Govt urged to promote domestic tourism

GOVERNMENT has been urged to promote domestic tourism through a number of innovative initiatives, including concessionary support measures to low-wage earners.

BY MTHANDAZO NYONI

Speaking during the Professionals Business Association of Zimbabwe (Probaz) breakfast meeting held in Bulawayo on Tuesday, a researcher and economic analyst Butler Tambo said tourism was a low-hanging fruit which government could easily harness.

“There are simple industries that we have in Zimbabwe which we hold in abundance here, especially in the Matabeleland region. Tourism; what are we doing about tourism? Those in government will agree with me, year in year out government has been struggling to pay for bonuses,” Tambo said.

“How about as tourism industry; you sit down with government (and come up with tourism package). Right now, if I would to ask all of you here, I wouldn’t be shocked that some people have not gone to the Victoria Falls,” he said.

Tambo said most people in Zimbabwe were more familiar about tourism destinations of other countries compared to theirs.

“For instance, they know Durban more than Victoria Falls.

“My point is, we might talk about tourism, but tourism should not be about a foreigner coming to Zimbabwe to see the Victoria Falls. Tourism can be about me and my family going to Dlodlo ruins. But how do we do it?” he said.

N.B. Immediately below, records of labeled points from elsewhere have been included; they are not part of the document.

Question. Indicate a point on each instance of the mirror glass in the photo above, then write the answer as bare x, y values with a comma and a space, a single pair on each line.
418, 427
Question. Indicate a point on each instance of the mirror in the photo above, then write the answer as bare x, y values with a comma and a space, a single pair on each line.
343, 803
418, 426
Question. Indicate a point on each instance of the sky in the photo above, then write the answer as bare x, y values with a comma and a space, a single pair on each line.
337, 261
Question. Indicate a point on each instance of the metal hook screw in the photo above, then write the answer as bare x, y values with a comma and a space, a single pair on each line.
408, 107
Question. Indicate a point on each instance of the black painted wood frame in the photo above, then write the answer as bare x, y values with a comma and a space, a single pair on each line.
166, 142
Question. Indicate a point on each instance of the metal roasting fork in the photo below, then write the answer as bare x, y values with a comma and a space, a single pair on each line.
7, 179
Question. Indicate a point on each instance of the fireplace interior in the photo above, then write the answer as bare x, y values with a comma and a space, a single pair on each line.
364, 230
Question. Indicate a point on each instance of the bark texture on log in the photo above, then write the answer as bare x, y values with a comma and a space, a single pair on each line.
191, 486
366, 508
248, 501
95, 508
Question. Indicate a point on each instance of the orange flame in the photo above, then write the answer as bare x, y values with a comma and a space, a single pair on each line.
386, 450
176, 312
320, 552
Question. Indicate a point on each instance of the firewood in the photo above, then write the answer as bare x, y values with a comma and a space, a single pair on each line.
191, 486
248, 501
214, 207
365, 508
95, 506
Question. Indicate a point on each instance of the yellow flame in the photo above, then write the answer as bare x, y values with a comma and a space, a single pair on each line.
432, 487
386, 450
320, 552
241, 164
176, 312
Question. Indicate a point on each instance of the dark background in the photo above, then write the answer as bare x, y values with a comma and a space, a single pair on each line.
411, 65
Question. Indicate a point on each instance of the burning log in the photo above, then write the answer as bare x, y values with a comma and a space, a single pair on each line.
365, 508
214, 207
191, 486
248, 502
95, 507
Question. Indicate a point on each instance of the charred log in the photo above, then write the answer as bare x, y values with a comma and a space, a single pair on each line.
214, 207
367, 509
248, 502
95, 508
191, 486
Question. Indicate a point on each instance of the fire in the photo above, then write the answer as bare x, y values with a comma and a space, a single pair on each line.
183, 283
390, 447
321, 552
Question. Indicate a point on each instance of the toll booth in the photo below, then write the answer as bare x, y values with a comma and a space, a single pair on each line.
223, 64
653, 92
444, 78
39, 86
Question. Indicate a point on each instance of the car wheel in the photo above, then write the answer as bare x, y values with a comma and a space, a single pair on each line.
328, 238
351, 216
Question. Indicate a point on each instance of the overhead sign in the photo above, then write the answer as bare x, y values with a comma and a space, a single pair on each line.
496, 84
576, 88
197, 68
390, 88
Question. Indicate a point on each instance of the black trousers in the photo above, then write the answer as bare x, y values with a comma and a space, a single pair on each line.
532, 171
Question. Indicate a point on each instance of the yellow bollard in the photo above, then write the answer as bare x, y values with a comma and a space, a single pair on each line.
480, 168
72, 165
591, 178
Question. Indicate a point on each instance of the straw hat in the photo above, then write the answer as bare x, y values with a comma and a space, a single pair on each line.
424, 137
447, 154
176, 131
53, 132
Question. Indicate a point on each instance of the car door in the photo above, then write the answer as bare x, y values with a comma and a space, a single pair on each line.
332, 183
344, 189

“Those in the civil service, if government can be sat down with you hoteliers, with you in the tourism sector and say; ‘government, why don’t you create holiday packages’?”

“For instance, if someone is earning $400, I believe at the end of the year government generally gives a 13th cheque, which is another $400, but if we say that ‘government, instead of giving this person $400, how about if we give tourism coupons of $400 equivalent” Tambo said.

He said government would then pay tourism industry players using treasury bills.


“The hotel industry, you have got those seasons which are off pick, for instance, how about, it becomes that period where you would say ‘we will accommodate civil servants and they will redeem those tourism coupons of $400 for that particular year,’?” he said.

Tambo said those not willing to use the coupon for holidaying; could redeem and sell them to non-civil servants with need for them.

“That way, you will then promote domestic tourism. Let our people know Dlodlo ruins, let our people be able to know Khami ruins….Wouldn’t that guarantee revenue to the tourism industry? Those are initiatives, which we don’t think are difficult to make,” Tambo said.

Government is currently engaging tourism players with a possibility of reducing charges of hotel accommodation and other associated activities to make them affordable to locals as the drive to promote domestic tourism intensifies.

Tourism is one of the key economic drivers and the new political administration is leaving no stone unturned to make sure the sector attracts more visitors and investors.